Recognizing the challenges, Georgieva emphasizes the importance of comprehensive social safety nets and retraining programs, asserting, “It is crucial for countries to establish comprehensive social safety nets and offer retraining programmes for vulnerable workers.”
The AI Preparedness Index
In response to its research, the IMF developed the AI Preparedness Index to assist countries in preparing for AI’s impact.
This tool evaluates readiness across domains like digital infrastructure, labor market policies, innovation, and regulatory frameworks.
The index reveals that wealthier nations, including advanced and some emerging economies, are generally more prepared for AI adoption.
The global response to AI’s rise includes steps toward regulation. For instance, the European Union (EU) is moving towards implementing the world’s first comprehensive AI laws, with the European Parliament set to vote on these proposals.
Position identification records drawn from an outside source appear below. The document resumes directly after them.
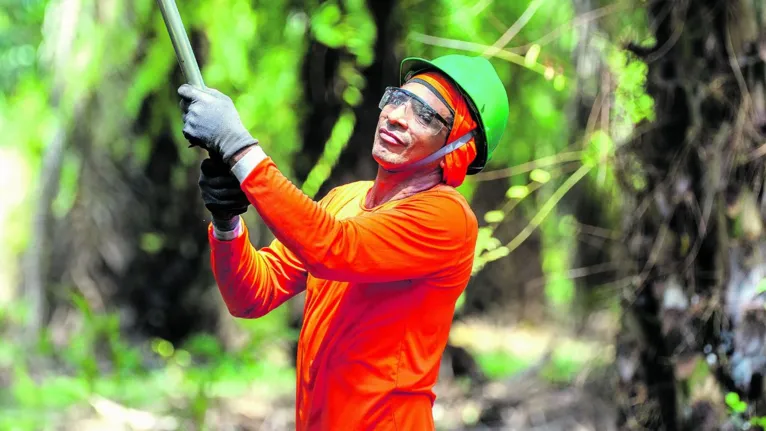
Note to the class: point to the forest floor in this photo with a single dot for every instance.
(536, 379)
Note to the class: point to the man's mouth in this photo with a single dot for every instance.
(389, 137)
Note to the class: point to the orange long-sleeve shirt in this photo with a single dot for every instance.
(381, 285)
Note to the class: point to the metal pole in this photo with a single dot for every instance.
(178, 36)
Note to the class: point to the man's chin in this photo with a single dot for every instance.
(385, 161)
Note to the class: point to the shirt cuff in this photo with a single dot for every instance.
(248, 162)
(229, 235)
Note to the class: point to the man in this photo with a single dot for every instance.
(382, 262)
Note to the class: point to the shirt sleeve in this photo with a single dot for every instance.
(419, 237)
(254, 282)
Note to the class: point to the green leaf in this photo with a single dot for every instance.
(531, 58)
(761, 286)
(495, 216)
(732, 399)
(540, 176)
(517, 192)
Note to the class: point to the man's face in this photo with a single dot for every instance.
(401, 138)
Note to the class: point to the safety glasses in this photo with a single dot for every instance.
(425, 116)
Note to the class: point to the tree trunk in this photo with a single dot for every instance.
(694, 320)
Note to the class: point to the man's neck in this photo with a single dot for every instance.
(391, 186)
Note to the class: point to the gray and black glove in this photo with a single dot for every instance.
(212, 122)
(222, 194)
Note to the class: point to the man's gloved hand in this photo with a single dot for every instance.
(221, 193)
(212, 122)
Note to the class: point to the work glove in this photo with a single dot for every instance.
(221, 193)
(212, 122)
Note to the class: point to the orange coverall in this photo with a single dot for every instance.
(381, 285)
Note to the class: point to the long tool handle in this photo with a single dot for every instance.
(180, 39)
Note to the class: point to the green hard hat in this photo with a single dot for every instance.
(487, 98)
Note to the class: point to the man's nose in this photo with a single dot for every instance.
(398, 115)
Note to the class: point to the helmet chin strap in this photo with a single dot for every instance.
(441, 152)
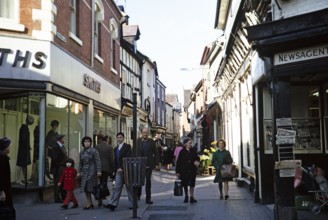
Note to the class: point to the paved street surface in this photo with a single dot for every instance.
(240, 205)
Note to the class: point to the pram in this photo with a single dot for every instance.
(319, 188)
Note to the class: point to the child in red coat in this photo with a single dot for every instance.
(68, 177)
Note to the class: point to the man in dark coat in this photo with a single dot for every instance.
(24, 147)
(146, 147)
(106, 155)
(50, 143)
(5, 182)
(121, 151)
(59, 160)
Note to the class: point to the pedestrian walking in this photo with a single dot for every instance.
(89, 169)
(68, 179)
(186, 169)
(220, 157)
(146, 147)
(50, 143)
(59, 158)
(177, 150)
(122, 150)
(106, 155)
(6, 199)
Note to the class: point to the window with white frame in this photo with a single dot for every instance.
(73, 17)
(114, 35)
(9, 15)
(98, 18)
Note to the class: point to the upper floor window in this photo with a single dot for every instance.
(98, 18)
(9, 15)
(73, 17)
(114, 36)
(74, 21)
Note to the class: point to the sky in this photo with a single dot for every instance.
(174, 33)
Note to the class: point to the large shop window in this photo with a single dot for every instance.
(306, 118)
(104, 124)
(26, 121)
(20, 122)
(72, 122)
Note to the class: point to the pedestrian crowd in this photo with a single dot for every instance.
(103, 161)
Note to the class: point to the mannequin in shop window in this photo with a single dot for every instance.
(36, 150)
(24, 147)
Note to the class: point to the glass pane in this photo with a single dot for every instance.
(77, 121)
(267, 119)
(7, 8)
(307, 106)
(307, 135)
(56, 110)
(104, 124)
(20, 117)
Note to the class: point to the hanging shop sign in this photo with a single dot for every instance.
(91, 83)
(301, 55)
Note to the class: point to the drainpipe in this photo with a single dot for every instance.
(92, 31)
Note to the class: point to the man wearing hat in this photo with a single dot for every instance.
(59, 160)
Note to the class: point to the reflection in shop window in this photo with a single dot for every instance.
(104, 124)
(305, 111)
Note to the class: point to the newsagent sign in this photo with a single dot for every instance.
(303, 54)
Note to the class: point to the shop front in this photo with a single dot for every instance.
(41, 83)
(292, 94)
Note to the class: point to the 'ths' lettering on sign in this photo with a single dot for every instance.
(38, 61)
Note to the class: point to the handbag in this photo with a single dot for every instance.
(7, 212)
(177, 188)
(100, 191)
(228, 171)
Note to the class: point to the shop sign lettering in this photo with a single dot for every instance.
(91, 83)
(301, 55)
(23, 60)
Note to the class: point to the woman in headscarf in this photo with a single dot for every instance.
(6, 199)
(89, 169)
(186, 169)
(221, 156)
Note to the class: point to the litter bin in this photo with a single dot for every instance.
(134, 171)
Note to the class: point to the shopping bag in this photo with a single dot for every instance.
(177, 188)
(228, 171)
(100, 191)
(7, 212)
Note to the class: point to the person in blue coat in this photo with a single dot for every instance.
(221, 156)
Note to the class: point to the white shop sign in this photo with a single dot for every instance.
(303, 54)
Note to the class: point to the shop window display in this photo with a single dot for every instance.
(26, 120)
(104, 123)
(20, 119)
(305, 119)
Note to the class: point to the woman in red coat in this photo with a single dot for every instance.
(68, 177)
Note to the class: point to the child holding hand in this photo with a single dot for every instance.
(68, 178)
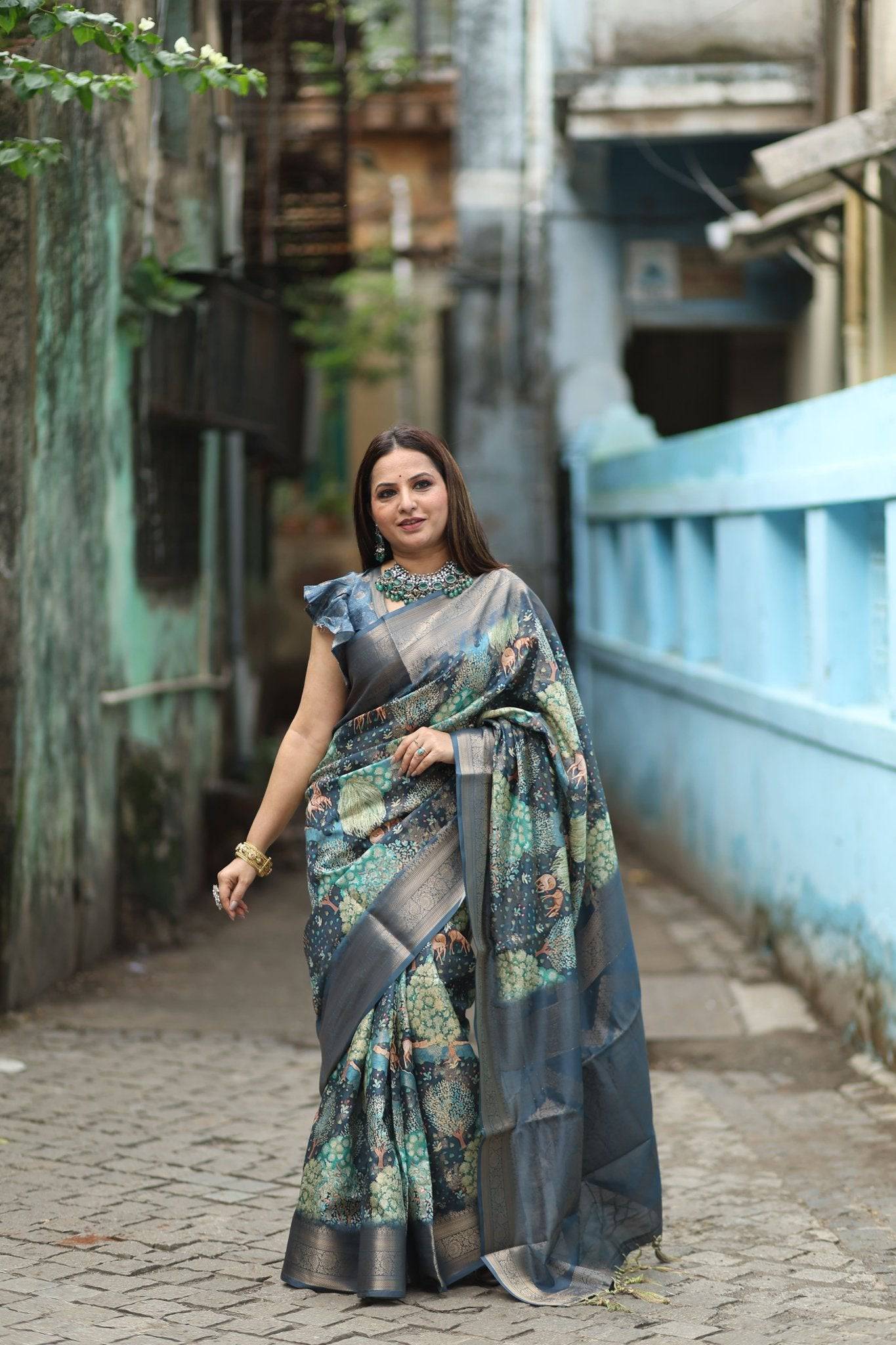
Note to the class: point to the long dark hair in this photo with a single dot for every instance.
(464, 535)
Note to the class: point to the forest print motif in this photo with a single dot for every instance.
(396, 1134)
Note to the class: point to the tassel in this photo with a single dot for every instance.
(629, 1278)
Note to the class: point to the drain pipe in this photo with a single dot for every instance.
(232, 198)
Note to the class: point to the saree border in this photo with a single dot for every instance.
(395, 927)
(372, 1259)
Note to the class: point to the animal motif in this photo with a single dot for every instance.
(379, 831)
(319, 802)
(551, 892)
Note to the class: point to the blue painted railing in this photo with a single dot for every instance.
(736, 653)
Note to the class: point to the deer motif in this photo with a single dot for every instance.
(379, 831)
(319, 802)
(453, 1059)
(547, 885)
(351, 1064)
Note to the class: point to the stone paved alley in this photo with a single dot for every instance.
(151, 1156)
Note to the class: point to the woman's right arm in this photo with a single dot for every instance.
(304, 744)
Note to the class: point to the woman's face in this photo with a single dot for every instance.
(405, 487)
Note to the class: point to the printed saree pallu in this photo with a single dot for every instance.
(490, 881)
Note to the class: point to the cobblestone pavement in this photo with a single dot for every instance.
(151, 1158)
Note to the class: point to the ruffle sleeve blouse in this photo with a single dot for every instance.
(341, 606)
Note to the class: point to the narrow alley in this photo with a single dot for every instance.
(152, 1147)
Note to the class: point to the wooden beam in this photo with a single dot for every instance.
(837, 144)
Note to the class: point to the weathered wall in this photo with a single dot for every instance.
(738, 665)
(654, 32)
(15, 373)
(74, 617)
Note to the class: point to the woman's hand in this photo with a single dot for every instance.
(437, 747)
(233, 883)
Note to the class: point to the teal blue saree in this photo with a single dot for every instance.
(526, 1145)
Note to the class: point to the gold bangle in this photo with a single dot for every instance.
(261, 862)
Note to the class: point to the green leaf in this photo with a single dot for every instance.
(194, 81)
(43, 24)
(182, 291)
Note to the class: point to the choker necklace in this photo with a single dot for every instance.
(400, 585)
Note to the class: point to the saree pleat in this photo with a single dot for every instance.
(490, 883)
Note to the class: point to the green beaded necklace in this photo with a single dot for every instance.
(400, 585)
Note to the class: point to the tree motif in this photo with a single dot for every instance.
(469, 1166)
(517, 973)
(430, 1006)
(602, 853)
(450, 1106)
(387, 1196)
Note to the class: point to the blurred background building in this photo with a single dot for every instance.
(637, 264)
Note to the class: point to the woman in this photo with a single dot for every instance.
(458, 852)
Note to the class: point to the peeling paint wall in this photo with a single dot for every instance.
(73, 615)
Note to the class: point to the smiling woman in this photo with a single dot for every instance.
(458, 852)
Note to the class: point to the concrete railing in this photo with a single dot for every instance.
(736, 653)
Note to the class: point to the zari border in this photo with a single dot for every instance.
(373, 1261)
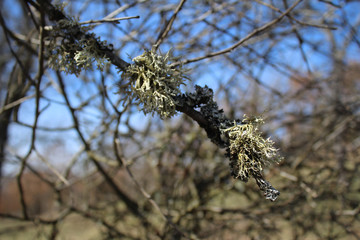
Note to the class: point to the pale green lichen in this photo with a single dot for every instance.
(154, 83)
(249, 152)
(70, 54)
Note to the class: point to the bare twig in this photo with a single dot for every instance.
(257, 31)
(107, 20)
(168, 25)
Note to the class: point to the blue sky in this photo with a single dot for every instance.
(207, 72)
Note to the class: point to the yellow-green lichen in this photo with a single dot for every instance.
(249, 152)
(154, 83)
(70, 54)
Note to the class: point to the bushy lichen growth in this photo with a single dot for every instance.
(71, 49)
(248, 151)
(154, 83)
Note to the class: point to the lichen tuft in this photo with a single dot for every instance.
(154, 83)
(248, 151)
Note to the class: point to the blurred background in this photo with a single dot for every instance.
(62, 139)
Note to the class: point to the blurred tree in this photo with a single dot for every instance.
(83, 133)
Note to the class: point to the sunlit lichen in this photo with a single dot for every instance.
(70, 54)
(154, 83)
(248, 151)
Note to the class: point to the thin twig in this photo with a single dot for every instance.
(108, 20)
(237, 44)
(168, 26)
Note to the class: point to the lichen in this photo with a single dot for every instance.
(248, 151)
(154, 83)
(70, 53)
The IMF’s research comes ahead of the World Economic Forum (WEF) in Davos, Switzerland. The WEF recently published that 79% of top economists predict that generative AI will significantly enhance production efficiency in high-income regions this year, while 74% foresee a boost in innovation.
94% of economists expect these productivity improvements to have a considerable economic impact on high-income economies over the next five years. In contrast, only 53% believe low-income economies will experience similar gains.
Regarding employment, the outlook is less favorable. About 73% of economists do not expect AI to positively influence employment in low-income economies. Nearly half (47%) express similar reservations for high-income economies.
In conclusion, as Georgieva aptly puts it, “The AI era is upon us, and it is still within our power to ensure it brings prosperity for all.”
The evidence underlying this statement paints a nuanced picture where productivity and disruption are finely balanced.